I am trying to understand a proof for the Kurtosis of a sum of independent random variables, however, there is one part where I am quite stuck:
Theorem:
for $X_1, X_2, ..., X_n$ independent random variables with means $ \mu_1, ... , \mu_n$ and variance $\sigma_1^2, ... , \sigma_n^2 $ $E(X_i^4) < \infty$
Define $S_n = X_1 + ... + X_n$ and $S_n$ will be appropriately normal
$ kurt(S_n) - 3 = (\sum_{i=1}^n\sigma_i^n)^{-2}\sum_{i=1}^n\sigma_i^4(kurt(X_i)-3)$
Proof (first part):
assume WLOG that $E[X_i] = 0$ for all $i$
$ kurt(Sn) = \frac{E[(X_1 + ... + X_n )^4]}{(\sigma_1^2 + ... +\sigma_n^2)^2 } $
$ E[(X_1 + ... + X_n )^4] = \sum_{i=1}^n\sum_{j=1}^n\sum_{k=1}^n\sum_{l=1}^n E(X_iX_jX_kX_l) = \sum_{i=1}^n E(X_i^4) +6 \sum_{i<j}^n\sigma_i^2\sigma_j^2$
NOTE: $E(X_iX_jX_kX_l) = 0 $ unless $ i=j=k=l $ or if combinations of two pairs.
Question: why is the NOTE: true? From my understanding the expected value of INDEPENDENT random variables is equal to the product of the expected values of the random variables. However I intuitively understand this case does not apply, or else, we would not get very far!
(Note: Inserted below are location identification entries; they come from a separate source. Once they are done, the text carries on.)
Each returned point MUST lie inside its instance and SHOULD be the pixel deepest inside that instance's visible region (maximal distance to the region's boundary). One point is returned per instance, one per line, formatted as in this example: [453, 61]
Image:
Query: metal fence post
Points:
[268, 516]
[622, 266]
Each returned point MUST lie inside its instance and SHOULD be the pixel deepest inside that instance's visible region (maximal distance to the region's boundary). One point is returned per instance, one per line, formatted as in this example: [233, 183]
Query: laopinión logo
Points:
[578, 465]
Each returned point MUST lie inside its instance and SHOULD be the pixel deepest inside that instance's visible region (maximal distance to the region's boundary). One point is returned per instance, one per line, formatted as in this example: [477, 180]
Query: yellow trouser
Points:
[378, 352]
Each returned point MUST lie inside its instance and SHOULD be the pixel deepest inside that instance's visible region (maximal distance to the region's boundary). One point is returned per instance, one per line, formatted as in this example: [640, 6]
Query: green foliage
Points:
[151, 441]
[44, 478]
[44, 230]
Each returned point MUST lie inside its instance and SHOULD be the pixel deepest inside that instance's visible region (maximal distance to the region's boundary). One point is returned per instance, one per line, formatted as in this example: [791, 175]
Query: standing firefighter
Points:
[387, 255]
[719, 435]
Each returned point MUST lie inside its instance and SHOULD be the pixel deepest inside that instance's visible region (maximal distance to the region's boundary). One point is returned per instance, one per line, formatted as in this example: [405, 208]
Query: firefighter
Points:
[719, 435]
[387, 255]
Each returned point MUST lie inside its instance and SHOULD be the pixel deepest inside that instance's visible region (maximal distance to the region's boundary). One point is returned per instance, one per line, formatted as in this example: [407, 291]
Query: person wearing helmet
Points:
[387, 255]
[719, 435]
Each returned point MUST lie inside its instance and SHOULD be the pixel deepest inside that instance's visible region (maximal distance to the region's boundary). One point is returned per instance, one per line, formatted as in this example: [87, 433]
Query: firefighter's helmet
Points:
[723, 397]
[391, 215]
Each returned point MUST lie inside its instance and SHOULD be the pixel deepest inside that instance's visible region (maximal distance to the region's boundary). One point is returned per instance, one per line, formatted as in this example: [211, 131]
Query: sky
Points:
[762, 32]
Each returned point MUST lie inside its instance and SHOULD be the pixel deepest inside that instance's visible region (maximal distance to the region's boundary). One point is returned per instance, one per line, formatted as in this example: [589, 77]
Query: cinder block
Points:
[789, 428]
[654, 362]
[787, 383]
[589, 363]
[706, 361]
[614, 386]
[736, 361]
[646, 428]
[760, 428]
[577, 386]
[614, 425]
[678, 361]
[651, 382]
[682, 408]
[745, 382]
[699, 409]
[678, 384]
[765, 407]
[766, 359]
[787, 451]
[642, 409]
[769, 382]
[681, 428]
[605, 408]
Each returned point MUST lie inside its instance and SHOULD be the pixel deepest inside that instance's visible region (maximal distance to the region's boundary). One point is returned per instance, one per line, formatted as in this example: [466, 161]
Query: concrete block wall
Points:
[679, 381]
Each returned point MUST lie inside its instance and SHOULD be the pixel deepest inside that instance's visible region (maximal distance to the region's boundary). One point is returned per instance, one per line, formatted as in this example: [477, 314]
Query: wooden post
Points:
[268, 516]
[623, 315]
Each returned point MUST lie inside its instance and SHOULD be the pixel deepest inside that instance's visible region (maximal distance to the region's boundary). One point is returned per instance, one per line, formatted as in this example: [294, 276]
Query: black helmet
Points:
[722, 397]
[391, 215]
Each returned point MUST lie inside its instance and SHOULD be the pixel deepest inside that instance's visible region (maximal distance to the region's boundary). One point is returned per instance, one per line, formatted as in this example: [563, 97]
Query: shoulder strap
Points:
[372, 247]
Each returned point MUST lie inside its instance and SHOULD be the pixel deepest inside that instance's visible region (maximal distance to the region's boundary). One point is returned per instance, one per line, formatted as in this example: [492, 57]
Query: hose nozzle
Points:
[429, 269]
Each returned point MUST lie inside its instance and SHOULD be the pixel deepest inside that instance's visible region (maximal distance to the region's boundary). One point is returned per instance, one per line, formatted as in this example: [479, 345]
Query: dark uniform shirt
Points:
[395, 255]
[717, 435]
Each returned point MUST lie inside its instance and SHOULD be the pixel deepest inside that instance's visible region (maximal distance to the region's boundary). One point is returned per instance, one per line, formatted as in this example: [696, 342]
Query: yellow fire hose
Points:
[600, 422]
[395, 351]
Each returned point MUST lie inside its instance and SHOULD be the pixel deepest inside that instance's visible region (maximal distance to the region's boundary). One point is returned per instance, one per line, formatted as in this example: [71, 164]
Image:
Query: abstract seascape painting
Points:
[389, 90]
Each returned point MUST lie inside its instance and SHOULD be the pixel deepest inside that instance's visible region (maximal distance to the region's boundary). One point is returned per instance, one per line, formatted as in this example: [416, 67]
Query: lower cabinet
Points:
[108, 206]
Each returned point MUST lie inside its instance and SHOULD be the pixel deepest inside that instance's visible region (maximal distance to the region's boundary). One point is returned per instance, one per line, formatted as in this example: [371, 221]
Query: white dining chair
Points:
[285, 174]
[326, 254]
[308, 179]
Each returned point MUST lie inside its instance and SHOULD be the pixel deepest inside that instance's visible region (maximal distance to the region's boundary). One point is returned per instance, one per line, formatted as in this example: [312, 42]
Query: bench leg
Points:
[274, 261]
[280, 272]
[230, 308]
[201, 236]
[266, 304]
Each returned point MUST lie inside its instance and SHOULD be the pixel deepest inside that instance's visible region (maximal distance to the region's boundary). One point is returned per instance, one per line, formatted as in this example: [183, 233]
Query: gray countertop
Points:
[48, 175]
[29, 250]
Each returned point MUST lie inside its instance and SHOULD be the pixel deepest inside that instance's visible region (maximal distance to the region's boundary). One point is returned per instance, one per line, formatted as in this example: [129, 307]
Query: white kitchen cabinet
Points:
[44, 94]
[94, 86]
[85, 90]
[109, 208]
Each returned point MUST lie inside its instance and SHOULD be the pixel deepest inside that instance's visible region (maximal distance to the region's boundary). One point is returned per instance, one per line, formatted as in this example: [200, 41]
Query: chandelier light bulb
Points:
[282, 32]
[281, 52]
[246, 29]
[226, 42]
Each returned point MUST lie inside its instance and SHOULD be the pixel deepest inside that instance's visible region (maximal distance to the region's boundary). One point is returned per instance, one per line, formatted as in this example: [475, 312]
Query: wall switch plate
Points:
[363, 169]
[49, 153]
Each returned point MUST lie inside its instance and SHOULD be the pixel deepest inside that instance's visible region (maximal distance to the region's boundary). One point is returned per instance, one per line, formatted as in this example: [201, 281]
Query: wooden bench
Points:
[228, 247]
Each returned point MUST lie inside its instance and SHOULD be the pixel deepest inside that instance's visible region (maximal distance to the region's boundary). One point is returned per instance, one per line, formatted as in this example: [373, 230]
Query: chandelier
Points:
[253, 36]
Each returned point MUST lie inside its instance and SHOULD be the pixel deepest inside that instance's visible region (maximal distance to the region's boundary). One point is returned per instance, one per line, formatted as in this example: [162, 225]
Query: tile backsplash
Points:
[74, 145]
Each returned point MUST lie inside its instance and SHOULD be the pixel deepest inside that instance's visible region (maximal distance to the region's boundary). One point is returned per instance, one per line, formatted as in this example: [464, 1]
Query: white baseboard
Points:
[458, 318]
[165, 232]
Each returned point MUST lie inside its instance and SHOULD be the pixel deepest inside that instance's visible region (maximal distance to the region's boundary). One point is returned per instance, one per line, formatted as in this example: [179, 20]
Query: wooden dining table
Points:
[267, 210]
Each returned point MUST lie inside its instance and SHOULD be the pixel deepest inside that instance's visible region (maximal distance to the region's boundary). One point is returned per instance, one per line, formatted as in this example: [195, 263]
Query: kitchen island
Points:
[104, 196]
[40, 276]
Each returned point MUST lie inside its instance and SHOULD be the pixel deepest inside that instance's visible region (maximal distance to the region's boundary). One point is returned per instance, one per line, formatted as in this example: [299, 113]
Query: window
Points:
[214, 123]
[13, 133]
So what is going on?
Assuming this hickup true, i understand the rest of the proof, which I will not write. (as i am improvising the syntax)
Consider for example the case of $i=j=k=l$ where you are then taking the expectation of $X_i^4$. Since this real number raised to an even power is never negative, and is sometimes positive, its expectation cannot be zero.
On the other hand, consider $X_i^3 X_j$ with $i\neq j$. Now just because $E(X_i) = 0$ that does not allow you to say that $E<X_i^3>$ = 0; consider a discrete random that is $-1$ with probability $\frac23$ and $1$ with probability $\frac13$. But by the multiplication of independent expectations, you get zero since the expectation of $X_j$ is zero.
Only if all the independent variates are raised to powers greater than $1$ can the expectation be non-zero. For four variables, the only such cases are four of a kind and two pairs.